Wegen Unzucht musste Helmut Kress als 15-Jähriger ins Zuchthaus. Der Tübinger Kneipenwirt hat 4500 Euro für die Haftzeit erhalten. „Eine späte Genugtuung“, wie er sagt. Foto: Gottfried Stoppel

Der Bundestag hat schwule Justizopfer rehabilitiert und ihnen eine Entschädigung zugesprochen. In 53 Fällen wurden Anträge ausbezahlt – viel weniger als erwartet.

Berlin - Seit das Gesetz zur Rehabilitierung homosexueller Justizopfer im Juni 2017 verabschiedet worden ist, hat eine viel geringere Zahl an Opfern eine Entschädigung erhalten als erwartet. Bisher seien in 55 Fällen Anträge bewilligt und 247 000 Euro ausbezahlt worden, sagt eine Sprecherin des Bundesjustizministeriums. Es habe 79 Anträge gegeben, einige würden noch bearbeitet, wenige seien negativ beschieden worden.
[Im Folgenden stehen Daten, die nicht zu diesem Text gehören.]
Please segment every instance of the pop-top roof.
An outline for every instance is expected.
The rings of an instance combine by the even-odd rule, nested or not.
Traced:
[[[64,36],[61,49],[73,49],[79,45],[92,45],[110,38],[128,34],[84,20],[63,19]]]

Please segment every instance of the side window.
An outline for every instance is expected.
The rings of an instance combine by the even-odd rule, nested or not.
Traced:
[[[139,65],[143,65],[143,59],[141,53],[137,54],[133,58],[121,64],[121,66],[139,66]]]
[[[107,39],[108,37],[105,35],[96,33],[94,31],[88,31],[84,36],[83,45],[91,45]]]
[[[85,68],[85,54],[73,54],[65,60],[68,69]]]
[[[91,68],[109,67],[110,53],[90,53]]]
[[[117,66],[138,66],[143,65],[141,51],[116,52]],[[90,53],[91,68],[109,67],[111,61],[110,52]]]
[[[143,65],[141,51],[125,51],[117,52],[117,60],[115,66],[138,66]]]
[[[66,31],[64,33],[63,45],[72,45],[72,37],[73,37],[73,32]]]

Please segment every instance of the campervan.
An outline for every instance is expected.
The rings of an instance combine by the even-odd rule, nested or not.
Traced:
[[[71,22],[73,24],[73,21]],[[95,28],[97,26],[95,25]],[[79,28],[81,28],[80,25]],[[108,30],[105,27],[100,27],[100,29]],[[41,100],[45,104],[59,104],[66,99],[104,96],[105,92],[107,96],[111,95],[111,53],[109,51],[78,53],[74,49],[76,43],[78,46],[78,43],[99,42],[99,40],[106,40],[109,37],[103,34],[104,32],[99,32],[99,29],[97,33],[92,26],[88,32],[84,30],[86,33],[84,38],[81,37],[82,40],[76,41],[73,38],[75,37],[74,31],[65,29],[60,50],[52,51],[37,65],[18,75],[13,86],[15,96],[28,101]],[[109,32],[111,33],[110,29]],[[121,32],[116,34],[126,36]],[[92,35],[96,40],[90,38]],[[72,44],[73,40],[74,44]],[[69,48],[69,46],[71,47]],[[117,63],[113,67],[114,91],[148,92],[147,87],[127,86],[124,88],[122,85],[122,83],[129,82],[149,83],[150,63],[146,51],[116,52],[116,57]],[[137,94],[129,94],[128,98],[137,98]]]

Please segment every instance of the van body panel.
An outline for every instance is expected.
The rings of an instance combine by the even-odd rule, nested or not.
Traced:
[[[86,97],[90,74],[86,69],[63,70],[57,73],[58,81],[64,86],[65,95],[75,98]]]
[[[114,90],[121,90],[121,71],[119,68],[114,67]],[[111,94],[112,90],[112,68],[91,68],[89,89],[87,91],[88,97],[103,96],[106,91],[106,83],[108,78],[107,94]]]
„Die Zahlen sind ernüchternd“, sagt Jörg Litwinschuh, der Vorsitzende der Bundesstiftung Magnus Hirschfeld. „Wir sind von Tausenden Antragstellern ausgegangen und hatten gehofft, dass sich wesentlich mehr melden würden.“ Viele trauten sich nicht, ihre Ansprüche geltend zu machen, weil das Thema noch immer mit Angst und Schuldgefühlen besetzt sei, sagt Litwinschuh. „Aus Schmach haben etliche ihre Akten von damals vernichtet.“ Für die Unterlagen zur Dokumentation ihrer Haftzeit müssten sie sich an die Staatsanwaltschaft wenden, doch die Strafverfolgungsbehörde zu kontaktieren sei ein Schritt, den viele scheuten. Einer, der vor Kurzem entschädigt wurde, ist der Tübinger Wirt Helmut Kress. Wegen Unzucht mit Männern ist er als 15-Jähriger inhaftiert worden und verlor daraufhin seine Lehrstelle. „Es ist eine späte Genugtuung dafür, dass ich im Zuchthaus war – es ist nur gerecht, dass sie erfolgt ist“, so der 71-Jährige, dem 4500 Euro überwiesen wurden. „Ich hatte lange nicht geglaubt, dass das Gesetz in Deutschland kommt“, sagt Kress, „umso mehr habe ich mich über den symbolischen Betrag gefreut.“ Mit dem Geld will sich der Gastronom eine Urlaubsreise gönnen.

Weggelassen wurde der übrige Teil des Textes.